Within the Centre for Plant Success, the theme "Facilitating discoveries through novel design principles, mathematics, and technologies" develops mathematical and computational approaches that advance our understanding of plant success. This theme serves as a bridge between themes focused on understanding underlying gene regulatory networks and those focused on practical agricultural applications.

We seek to learn from evolutionary patterns of adaptation by understanding how plants have independently evolved similar “solutions” to similar environments. Application of multi-response phylogenetic mixed models provides a sophisticated statistical framework to analyse trait evolution and correlation patterns. For example, using eucalypts as a model system, we have uncovered a coordinated shift in functional traits associated with replicated evolution into arid environments. The group is developing phylogenetic G2P methods based on hidden Markov models to identify genomic regions associated with adaptive traits, alongside methods for analysing presence-absence patterns in sequence data for evidence of convergent evolution. We are also conducting a large-scale study of the comparative transcriptomics of adaptation to aridity. We have been using PlantSage, our rapid genome, epigenome, genetic trait discovery, validation, and editing system (based on the Australian native, Nicotiana benthamiana), to understand and engineer differing drought resilience strategies.

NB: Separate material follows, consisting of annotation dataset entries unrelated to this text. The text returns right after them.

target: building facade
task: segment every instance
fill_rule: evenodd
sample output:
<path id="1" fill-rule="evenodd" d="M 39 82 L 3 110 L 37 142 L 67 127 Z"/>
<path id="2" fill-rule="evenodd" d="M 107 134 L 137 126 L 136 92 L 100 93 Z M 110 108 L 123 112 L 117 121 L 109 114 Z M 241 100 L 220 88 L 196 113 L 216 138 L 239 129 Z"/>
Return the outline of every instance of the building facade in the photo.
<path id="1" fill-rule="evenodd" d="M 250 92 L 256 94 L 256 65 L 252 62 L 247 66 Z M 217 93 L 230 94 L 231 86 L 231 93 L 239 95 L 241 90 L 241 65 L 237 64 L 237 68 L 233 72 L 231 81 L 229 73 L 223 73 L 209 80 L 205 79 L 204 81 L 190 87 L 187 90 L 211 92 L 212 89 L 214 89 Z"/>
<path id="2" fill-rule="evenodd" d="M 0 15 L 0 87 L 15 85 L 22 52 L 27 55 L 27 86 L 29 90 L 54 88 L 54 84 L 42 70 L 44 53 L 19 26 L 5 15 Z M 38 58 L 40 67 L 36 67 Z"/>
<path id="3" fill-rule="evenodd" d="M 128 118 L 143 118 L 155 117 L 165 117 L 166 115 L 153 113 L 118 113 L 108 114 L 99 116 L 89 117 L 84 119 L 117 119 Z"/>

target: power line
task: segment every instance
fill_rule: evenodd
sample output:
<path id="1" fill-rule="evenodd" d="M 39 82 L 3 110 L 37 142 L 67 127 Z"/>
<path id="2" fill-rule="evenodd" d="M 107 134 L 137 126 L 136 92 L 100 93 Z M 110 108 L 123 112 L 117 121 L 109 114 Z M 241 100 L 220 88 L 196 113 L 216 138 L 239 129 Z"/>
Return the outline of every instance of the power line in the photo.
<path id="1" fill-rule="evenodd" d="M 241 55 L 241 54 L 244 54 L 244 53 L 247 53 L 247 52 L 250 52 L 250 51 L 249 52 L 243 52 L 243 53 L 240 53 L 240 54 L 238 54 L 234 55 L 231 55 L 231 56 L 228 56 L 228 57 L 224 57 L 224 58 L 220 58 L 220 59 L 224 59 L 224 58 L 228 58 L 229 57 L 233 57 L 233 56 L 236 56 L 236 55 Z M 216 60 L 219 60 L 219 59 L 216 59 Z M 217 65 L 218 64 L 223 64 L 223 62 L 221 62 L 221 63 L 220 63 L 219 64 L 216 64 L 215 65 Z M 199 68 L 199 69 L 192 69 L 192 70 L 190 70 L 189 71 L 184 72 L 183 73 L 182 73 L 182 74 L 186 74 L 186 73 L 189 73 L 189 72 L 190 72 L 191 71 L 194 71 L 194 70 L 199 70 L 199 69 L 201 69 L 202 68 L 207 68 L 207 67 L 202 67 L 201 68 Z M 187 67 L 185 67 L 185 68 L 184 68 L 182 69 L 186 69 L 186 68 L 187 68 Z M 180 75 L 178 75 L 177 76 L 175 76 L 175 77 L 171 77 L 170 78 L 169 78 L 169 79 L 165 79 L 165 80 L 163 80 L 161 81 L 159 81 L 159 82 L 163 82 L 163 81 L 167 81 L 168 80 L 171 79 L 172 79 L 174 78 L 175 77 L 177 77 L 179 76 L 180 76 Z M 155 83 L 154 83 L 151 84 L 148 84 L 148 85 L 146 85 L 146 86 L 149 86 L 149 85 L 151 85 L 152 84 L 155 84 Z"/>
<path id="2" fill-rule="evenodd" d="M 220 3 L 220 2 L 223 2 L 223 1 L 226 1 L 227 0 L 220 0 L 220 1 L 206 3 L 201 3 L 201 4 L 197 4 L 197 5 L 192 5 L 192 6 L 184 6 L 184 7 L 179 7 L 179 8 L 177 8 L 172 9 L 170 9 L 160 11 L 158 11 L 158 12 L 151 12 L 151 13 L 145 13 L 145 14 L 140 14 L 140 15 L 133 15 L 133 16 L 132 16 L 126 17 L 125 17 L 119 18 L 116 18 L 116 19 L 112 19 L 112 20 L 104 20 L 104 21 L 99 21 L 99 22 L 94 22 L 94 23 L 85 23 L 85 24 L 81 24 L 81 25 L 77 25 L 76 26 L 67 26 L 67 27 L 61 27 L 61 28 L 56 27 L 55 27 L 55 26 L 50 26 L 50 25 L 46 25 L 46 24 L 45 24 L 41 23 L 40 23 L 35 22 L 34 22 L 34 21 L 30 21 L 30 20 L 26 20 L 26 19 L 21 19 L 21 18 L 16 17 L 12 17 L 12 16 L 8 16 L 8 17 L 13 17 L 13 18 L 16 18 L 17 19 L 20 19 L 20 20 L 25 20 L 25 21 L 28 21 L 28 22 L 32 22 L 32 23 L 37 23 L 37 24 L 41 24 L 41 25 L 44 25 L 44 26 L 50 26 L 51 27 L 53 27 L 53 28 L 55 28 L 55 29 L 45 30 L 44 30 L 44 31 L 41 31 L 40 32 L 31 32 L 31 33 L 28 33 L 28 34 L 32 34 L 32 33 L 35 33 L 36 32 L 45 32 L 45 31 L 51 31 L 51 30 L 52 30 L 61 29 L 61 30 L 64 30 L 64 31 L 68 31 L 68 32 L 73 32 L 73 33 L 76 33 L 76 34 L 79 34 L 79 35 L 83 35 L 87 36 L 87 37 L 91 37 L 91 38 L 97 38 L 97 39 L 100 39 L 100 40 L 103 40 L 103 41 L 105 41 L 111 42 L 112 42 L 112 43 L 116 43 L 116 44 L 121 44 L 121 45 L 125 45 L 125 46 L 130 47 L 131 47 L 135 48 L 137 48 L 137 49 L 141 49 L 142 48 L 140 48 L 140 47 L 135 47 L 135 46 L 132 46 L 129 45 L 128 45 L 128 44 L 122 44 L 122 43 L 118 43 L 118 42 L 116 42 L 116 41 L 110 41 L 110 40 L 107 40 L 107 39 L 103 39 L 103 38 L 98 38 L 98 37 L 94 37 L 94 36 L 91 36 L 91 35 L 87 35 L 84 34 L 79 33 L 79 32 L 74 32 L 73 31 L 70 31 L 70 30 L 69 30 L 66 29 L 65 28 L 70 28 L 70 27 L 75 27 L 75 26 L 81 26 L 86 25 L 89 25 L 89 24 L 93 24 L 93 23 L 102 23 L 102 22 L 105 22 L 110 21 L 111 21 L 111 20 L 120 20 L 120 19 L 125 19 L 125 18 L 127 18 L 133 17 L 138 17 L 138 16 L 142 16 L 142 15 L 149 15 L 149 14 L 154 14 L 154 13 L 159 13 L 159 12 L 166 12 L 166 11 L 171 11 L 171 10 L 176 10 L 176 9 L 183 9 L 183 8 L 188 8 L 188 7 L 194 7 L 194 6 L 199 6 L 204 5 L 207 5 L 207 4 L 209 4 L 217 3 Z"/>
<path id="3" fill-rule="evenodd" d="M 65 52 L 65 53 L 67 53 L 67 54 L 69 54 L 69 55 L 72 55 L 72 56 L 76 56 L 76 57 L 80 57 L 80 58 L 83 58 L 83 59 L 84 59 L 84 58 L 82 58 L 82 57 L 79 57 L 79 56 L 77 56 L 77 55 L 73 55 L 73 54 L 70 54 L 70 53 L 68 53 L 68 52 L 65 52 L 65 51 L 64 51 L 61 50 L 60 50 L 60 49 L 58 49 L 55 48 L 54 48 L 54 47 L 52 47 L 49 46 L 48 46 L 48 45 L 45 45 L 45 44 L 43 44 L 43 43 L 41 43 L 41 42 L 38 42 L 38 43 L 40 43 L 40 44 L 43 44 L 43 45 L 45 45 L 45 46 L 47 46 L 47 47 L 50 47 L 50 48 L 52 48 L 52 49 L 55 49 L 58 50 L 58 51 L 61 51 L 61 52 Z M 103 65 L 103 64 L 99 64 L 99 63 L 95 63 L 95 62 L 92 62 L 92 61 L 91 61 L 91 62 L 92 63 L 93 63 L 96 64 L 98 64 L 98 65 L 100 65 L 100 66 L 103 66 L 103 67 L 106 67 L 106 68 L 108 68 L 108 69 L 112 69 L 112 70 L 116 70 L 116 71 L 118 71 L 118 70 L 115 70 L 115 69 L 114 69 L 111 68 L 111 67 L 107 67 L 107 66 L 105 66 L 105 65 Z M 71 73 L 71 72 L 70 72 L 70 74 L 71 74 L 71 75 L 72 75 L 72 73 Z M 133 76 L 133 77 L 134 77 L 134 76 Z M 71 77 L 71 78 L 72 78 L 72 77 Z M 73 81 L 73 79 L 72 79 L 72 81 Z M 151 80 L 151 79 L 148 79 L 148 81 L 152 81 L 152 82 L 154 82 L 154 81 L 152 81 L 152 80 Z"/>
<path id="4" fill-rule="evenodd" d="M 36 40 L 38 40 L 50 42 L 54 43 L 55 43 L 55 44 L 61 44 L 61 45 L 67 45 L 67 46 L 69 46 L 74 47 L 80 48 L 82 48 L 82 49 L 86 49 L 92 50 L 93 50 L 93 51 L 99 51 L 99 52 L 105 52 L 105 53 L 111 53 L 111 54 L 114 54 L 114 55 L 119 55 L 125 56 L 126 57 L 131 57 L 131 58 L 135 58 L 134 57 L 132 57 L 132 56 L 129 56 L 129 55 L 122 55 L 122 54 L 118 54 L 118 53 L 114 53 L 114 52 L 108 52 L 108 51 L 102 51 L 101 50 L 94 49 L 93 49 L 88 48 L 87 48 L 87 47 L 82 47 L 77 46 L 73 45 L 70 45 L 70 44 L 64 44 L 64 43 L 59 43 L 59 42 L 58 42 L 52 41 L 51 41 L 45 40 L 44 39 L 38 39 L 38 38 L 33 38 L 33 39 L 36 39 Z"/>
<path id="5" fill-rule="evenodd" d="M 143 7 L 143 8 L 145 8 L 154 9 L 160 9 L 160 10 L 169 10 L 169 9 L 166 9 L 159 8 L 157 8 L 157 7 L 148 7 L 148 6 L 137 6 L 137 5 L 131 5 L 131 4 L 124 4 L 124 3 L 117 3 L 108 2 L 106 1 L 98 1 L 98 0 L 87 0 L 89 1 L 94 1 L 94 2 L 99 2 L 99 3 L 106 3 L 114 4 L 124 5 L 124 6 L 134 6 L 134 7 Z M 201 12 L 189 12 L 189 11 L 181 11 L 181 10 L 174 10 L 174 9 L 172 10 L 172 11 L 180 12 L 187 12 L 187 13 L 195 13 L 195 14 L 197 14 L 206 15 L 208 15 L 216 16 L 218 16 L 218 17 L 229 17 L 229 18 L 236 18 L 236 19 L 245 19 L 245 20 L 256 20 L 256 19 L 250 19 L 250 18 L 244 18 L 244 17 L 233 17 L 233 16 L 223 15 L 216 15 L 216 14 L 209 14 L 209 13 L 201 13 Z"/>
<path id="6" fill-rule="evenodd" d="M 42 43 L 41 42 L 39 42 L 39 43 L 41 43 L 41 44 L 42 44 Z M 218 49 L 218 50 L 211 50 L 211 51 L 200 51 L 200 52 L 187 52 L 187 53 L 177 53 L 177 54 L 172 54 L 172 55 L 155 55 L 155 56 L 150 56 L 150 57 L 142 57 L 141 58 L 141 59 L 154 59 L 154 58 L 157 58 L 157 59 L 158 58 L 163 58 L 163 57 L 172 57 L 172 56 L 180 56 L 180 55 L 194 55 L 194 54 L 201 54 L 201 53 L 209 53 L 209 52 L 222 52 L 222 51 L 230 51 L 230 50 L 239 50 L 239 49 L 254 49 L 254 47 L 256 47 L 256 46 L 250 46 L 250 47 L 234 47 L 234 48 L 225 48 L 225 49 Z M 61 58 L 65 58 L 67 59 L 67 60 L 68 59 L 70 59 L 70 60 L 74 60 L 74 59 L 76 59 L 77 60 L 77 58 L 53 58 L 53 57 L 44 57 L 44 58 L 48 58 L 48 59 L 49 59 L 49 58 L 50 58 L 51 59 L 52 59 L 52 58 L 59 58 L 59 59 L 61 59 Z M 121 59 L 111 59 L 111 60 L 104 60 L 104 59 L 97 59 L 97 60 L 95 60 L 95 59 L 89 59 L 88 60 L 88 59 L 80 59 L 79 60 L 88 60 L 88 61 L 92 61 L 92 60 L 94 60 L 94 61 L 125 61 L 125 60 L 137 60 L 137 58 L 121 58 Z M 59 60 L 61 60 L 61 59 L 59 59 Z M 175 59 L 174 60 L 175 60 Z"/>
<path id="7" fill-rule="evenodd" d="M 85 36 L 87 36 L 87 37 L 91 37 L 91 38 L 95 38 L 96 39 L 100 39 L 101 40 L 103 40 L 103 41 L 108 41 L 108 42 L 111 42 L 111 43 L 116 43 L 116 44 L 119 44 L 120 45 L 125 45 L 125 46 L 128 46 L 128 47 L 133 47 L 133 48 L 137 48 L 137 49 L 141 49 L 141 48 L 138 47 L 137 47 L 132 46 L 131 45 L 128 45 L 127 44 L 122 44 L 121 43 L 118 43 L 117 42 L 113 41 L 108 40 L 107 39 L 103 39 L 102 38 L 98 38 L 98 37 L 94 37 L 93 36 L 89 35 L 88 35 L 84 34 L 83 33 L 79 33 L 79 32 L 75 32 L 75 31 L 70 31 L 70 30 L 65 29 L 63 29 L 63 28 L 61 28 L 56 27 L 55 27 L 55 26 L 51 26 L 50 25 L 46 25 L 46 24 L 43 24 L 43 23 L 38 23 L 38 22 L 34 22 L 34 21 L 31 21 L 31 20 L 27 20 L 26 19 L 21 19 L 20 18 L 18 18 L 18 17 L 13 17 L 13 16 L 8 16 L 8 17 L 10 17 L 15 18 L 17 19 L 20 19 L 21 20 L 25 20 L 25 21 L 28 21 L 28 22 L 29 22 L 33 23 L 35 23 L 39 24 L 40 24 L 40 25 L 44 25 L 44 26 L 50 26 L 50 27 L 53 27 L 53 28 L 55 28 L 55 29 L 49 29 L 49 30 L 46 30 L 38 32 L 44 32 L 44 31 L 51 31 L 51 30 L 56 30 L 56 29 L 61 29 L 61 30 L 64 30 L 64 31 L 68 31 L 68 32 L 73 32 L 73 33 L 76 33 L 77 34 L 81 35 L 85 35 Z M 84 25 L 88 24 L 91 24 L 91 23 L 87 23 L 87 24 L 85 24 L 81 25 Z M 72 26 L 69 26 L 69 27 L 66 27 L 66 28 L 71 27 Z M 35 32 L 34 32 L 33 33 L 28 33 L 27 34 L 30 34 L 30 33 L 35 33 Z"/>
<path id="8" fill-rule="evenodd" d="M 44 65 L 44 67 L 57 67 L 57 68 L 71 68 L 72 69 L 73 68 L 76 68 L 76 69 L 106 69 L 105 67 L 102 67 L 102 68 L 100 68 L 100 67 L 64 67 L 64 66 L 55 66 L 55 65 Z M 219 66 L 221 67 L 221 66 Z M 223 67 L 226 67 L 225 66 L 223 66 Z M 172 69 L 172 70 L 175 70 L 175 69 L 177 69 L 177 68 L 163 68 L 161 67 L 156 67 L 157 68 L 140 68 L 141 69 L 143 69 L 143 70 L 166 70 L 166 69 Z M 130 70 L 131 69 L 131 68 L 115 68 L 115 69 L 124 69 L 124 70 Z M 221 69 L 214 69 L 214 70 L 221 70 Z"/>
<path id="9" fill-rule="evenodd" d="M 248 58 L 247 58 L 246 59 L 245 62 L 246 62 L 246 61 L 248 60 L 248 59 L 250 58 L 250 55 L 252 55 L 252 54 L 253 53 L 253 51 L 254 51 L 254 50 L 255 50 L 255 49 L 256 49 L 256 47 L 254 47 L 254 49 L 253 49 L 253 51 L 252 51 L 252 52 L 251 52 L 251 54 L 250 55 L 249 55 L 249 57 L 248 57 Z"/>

We seek to enhance the Agricultural Production Systems Simulator (APSIM) platform in relation to modelling and prediction of the physiology and genetics of key adaptive traits (branching/tillering; phenology; high temperature and water limitation responses) in field crops.  The ongoing development of APSIM affords a predictive link between the functional physiology underpinning key adaptive traits, their genetic variability, and consequences on plant/crop scale phenotypic outcomes in target production environments. These enhancements are linked closely with G-P modelling and prediction activities in Theme 5.

The group also develops sophisticated approaches for working with mechanistic and crop growth models, including techniques in model calibration with uncertainty, emulation, and optimal control for maximising desired model outputs. This research extends to establishing the predictivity of the parameter-free models in use within the Centre, analysis of genetic networks using hypergraphs, and improved identification of evolutionary pressures in the context of genetic drift.

Technological innovations advanced within the theme include development of novel gene editing technologies, and the use of miniaturised cameras to do fine scale monitoring of plants water-use in the field.